Geneticists ID 80 duplicated regions, many of which may impact the brain
ORLANDO — Doubling up on some DNA may have helped make humans human — including giving us uniquely human diseases.
DNA that doesn’t produce proteins may be especially important for creating differences between humans and other primates, biochemist Paulina Carmona-Mora reported October 18 at the annual meeting of the American Society of Human Genetics.
Carmona-Mora and colleagues in Megan Dennis’ lab at the University of California, Davis identified parts of humans’ entire set of genetic instructions, or genome, that are duplicated in people but not in other primates. Many of those duplicated regions overlap parts of the genome implicated in many diseases and psychiatric disorders such as schizophrenia, Carmona-Mora said.

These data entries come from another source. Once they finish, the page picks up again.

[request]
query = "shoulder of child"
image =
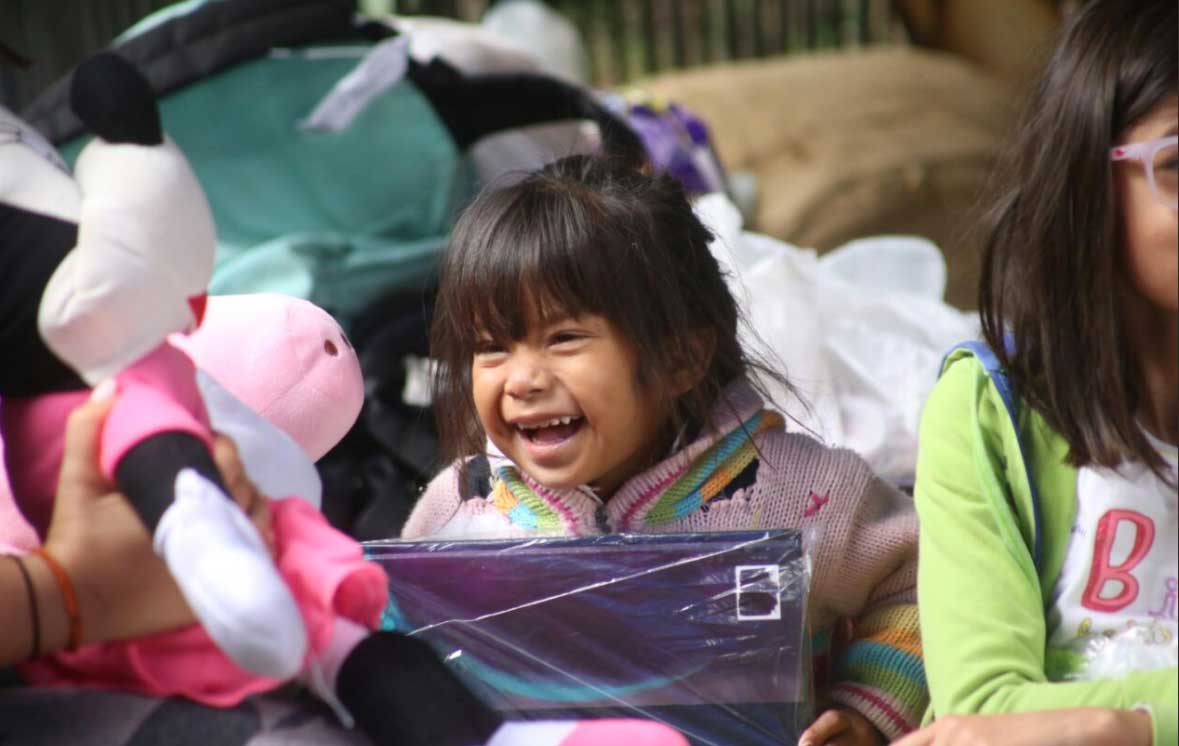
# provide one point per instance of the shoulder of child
(798, 468)
(436, 504)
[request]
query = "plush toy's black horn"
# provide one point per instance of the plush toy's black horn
(114, 100)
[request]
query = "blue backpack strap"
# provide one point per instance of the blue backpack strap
(989, 362)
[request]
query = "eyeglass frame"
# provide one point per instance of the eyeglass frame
(1144, 152)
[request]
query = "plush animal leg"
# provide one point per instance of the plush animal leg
(400, 692)
(216, 555)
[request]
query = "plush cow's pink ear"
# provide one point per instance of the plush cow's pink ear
(284, 357)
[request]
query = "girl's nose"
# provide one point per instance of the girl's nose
(526, 376)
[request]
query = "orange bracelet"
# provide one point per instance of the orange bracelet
(67, 595)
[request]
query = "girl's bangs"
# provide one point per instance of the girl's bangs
(531, 269)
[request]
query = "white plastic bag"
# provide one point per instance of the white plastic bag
(861, 331)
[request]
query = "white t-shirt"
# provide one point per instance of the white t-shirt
(1114, 606)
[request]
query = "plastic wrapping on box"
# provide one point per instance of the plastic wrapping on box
(704, 632)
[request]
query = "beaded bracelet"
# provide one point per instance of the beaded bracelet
(67, 596)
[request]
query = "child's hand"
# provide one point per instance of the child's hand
(841, 727)
(1088, 726)
(124, 589)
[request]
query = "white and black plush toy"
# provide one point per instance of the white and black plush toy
(98, 270)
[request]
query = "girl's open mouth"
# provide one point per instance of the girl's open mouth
(552, 433)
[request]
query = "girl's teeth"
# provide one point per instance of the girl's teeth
(551, 423)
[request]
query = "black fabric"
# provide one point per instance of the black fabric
(182, 723)
(116, 101)
(475, 479)
(146, 474)
(474, 106)
(204, 41)
(32, 249)
(400, 692)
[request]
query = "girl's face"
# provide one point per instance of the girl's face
(565, 404)
(1148, 229)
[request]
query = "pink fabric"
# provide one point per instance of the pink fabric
(17, 536)
(328, 575)
(34, 431)
(630, 732)
(325, 569)
(157, 394)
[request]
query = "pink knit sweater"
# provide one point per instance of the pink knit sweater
(864, 563)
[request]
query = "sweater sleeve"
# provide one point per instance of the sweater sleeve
(880, 672)
(436, 506)
(982, 619)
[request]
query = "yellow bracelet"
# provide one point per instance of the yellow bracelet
(67, 595)
(32, 607)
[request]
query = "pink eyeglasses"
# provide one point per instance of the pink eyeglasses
(1159, 157)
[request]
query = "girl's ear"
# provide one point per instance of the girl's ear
(696, 357)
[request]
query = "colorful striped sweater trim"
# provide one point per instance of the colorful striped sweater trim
(876, 706)
(884, 662)
(522, 504)
(527, 504)
(710, 474)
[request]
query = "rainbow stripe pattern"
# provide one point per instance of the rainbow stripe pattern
(522, 506)
(711, 473)
(881, 672)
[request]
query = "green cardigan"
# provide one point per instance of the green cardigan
(981, 601)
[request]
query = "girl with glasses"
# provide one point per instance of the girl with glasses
(1048, 541)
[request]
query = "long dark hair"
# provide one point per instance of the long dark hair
(587, 235)
(1051, 274)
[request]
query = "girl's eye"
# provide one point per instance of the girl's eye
(487, 347)
(565, 337)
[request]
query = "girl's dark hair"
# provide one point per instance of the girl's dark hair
(586, 235)
(1051, 276)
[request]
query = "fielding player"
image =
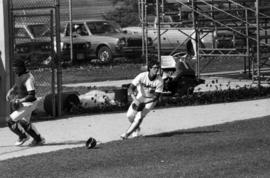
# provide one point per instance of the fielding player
(145, 90)
(23, 101)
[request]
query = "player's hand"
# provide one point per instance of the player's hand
(16, 104)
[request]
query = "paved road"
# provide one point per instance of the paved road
(73, 131)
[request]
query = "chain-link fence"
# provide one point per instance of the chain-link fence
(34, 41)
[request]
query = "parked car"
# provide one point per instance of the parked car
(175, 37)
(106, 38)
(32, 43)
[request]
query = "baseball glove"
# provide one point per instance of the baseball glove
(15, 104)
(90, 143)
(139, 107)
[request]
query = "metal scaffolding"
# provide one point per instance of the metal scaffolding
(211, 16)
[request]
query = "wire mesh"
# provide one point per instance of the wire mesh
(33, 35)
(31, 4)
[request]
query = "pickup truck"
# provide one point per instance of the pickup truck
(105, 39)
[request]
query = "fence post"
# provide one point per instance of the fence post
(4, 58)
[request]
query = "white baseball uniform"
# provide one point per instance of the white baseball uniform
(146, 89)
(23, 84)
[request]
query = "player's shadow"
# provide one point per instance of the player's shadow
(169, 134)
(80, 142)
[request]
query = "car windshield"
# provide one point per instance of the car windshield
(102, 27)
(21, 33)
(39, 30)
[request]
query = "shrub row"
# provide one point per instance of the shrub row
(198, 98)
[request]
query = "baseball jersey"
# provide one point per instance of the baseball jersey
(23, 84)
(145, 87)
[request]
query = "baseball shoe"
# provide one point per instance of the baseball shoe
(21, 141)
(124, 136)
(136, 133)
(37, 143)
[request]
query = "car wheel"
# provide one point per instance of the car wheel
(104, 55)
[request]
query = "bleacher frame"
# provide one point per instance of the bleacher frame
(252, 18)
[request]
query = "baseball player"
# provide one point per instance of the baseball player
(23, 102)
(145, 90)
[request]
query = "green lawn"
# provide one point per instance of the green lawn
(238, 149)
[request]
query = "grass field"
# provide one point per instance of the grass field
(238, 149)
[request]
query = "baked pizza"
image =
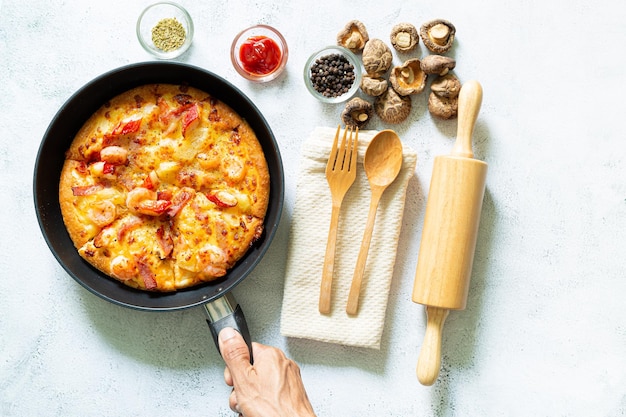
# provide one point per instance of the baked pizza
(164, 187)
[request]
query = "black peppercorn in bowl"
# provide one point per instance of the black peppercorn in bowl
(165, 30)
(333, 74)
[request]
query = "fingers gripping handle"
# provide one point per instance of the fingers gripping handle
(226, 312)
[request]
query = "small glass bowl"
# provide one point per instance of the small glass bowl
(259, 30)
(333, 50)
(151, 16)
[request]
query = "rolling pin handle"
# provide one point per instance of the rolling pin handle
(470, 99)
(429, 360)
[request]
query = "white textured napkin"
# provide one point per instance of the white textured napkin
(307, 245)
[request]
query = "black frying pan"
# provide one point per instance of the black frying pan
(220, 307)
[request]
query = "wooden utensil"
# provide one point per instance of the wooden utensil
(382, 163)
(444, 263)
(340, 174)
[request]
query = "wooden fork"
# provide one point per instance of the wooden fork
(340, 174)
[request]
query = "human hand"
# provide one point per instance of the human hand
(271, 387)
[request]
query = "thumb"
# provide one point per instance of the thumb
(234, 350)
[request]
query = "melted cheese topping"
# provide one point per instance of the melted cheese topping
(164, 187)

Dennis and other researchers have found that some genes duplicated only in humans are involved in brain development and may account for human’s bigger brains (SN: 3/21/15, p. 16; SN: 11/5/11, p. 9). Carmona-Mora concentrated on the space between genes — part of the genome once considered “junk DNA” because it doesn’t encode proteins. Far from being junk, it’s where molecular switches that help control gene activity are located. Carmona-Mora and colleagues found 80 regions where only humans have duplicated DNA. Each copy is 98 percent or more identical to the original copy. And some regions were copied more than once.
Such repetitive regions are usually ignored because they are so difficult to tell apart, says Rajiv McCoy, an evolutionary geneticist at Princeton University. Carmona-Mora and colleagues have preliminary evidence that there may be important biology going on in those overlooked regions, he said.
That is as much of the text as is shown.